I have written a couple of posts here and here about the problems and dangers of using Power Query with Power Pivot. Well I am very pleased to say that I now fully understand the problem, how it is caused and how it can be avoided.
Edit: Nov ’15. Microsoft has released a fix to prevent this problem occurring.
First a Clear Statement of the Problem
You use Power Query to create a table and load it into Power Pivot. You only load a subset of columns to start with.
All is fine for a while and you create a whole lot of DAX formulae – life is sweet. You add new rows to your Power Query Table and refresh the data into Power Pivot – not a care in the world.
Then one day you need to make a change in Power Query (eg to bring in another column of data that you left out originally). You go into Power Query and make a change to your table to bring in a new column.
You save, close and load and then BAM – you get the following dreaded error message. You didn’t even see it coming before it hit you right between the eyes.
Exception occurred. (Exception from HRESULT: 0x80020009 (DISP_E_EXCEPTION))

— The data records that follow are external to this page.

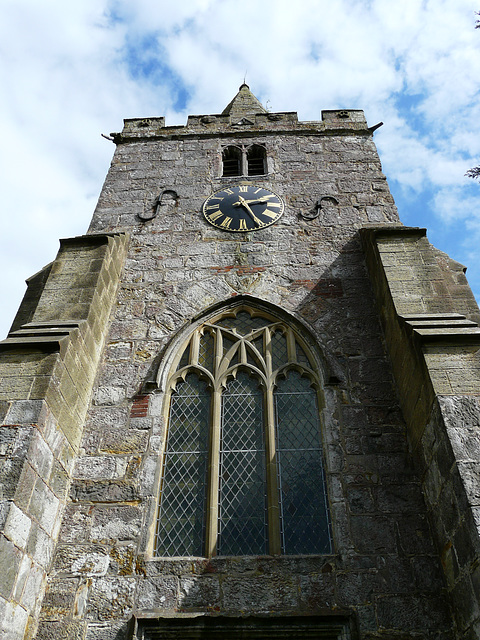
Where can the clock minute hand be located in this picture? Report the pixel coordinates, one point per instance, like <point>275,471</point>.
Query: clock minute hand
<point>243,203</point>
<point>262,199</point>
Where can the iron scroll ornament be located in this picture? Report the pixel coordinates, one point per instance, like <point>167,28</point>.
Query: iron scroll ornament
<point>241,208</point>
<point>318,207</point>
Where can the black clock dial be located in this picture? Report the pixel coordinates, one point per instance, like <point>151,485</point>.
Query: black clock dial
<point>243,208</point>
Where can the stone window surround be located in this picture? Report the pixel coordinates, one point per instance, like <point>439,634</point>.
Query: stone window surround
<point>244,150</point>
<point>174,376</point>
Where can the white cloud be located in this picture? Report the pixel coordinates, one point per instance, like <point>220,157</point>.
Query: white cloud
<point>68,74</point>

The only option now is to remove the table from Power Pivot and then reload it. When you do this you lose all your relationships, all your measures in the table, all your calculated columns you created in the table (not that you should have any of those – right?!)
What causes this?
It is very easy to prevent this happening if you know what causes it. This is one of the many high value things I learnt at the PASS BA Conference in San Jose in April 2015 (in 2 separate sessions – one by Chris Webb and one by Miguel Llopis) . So what causes the problem? The issue is caused when you make structural changes to the table in BOTH Power Query and Power Pivot.
Let’s work through the problem.
When you first load data from Power Query into Power Pivot, a ‘connection’ between to the 2 applications is created. You can see this connection from inside Excel on the Data Tab. See example below. Note how the connection string can be selected with the mouse.
Then you innocently make a change in Power Pivot without realising it is a problem
This is where the real problem is caused. If you make ANY CHANGES inside of Power Pivot to the structure of the original Power Query table, then Power Pivot will change the connection from being “editable” to being “read only”. If you then try to make any structural changes to Power Query AFTER the connection is set to read only, this error is then triggered. Once the connection is read only, the only thing you can do is “refresh” the model to add new rows of data. No further structural changes can be made to the table in Power Query after the connection is set to ‘read only’.
All of the following changes in Power Pivot will trigger the problem (careful, there may be more).
- Changing the table name in Power Pivot
- Changing an imported Column Name in Power Pivot
- Deleting a column in Power Pivot
Note that it is quite OK to create a calculated column inside of Power Pivot (although I wouldn’t recommended it – that is what Power Query is for).
And a big part of the problem is that you make the change inside of Power Pivot and you don’t even realise there is a problem – there is nothing to warn you or tell you that the connection has been changed to read only. It could be weeks or months later that you make the change to Power Query and trigger the dreaded message. By this time you have completely forgotten about the change you innocently made in Power Pivot.
So how do you know if you have a problem?
So by the time you get to this point, you probably realise that you may already have a problem that you don’t know about. To check, you need to take a look at the connection string between Power Query and Power Pivot. The easiest way to do this is is to goto ExcelDataConnectionsPropertiesDefinition and check the connection string (just like the example in the previous image). If you see that the connection string is ‘greyed out’ – ie not selectable and also there is a message stating properties can’t be changed, then this confirms you have a problem and it is already too late.
Time to move on with confidence
I have to say that since I have learnt the problem, I have re-engaged with Power Query like never before. I now use Power Query with confidence as a data provider to Power Pivot and I have not had 1 single instance of a problem since. The simple solution is to never ever make any changes inside Power Pivot to a table you have imported from Power Query. Take this precaution and you will never have a problem again. You can make all the changes you need directly in Power Query as long as you only use Power Query and never make structural table changes in Power Pivot. There is nothing you can’t do in Power Query anyway, so this is not a limitation in any way.
I hope this post will give you the confidence to do the same.